L’Etat est parfaitement dans son rôle lorsqu’il tente d’intervenir en précurseur pour sortir la société de son immobilisme, en orientant les priorités vers des filières qui ont une importance stratégique. Cette approche qui consiste à mobiliser des moyens publics en faveur des entreprises a été érigée en posture politique au cours de ces dernières années. Ces usines arrivent à point nommé au moment où le pays continue de renforcer son leadership diplomatique sur le continent. Elles ne dédouanent pas pour autant des impératifs d’une prise de hauteur.
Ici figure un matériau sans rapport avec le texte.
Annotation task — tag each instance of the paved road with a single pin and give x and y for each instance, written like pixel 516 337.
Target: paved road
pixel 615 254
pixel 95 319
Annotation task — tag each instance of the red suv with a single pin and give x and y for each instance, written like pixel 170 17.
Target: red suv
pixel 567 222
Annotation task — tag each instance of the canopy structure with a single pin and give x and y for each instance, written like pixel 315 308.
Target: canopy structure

Pour lever définitivement les doutes qui pourraient subsister, et saisir ces chances historiques, il reste encore à gagner quelques batailles. Nous le savons, nous revenons de loin. La facture de la désindustrialisation, critiquée par la plupart des opérateurs, à commencer par la CGEM, a eu des effets désastreux sur l’emploi au Maroc.

Il faut aussi confirmer les promesses de taux d’intégration. Pour surfer sur son trend séducteur, le Maroc doit continuer d’envoyer des signaux forts sur la poursuite des réformes. Personne ne le contestera, nous pouvons encore améliorer notre attractivité sur de nombreux plans: recherche, climat des affaires, code du travail… Le Maroc a d’autres cartes à jouer.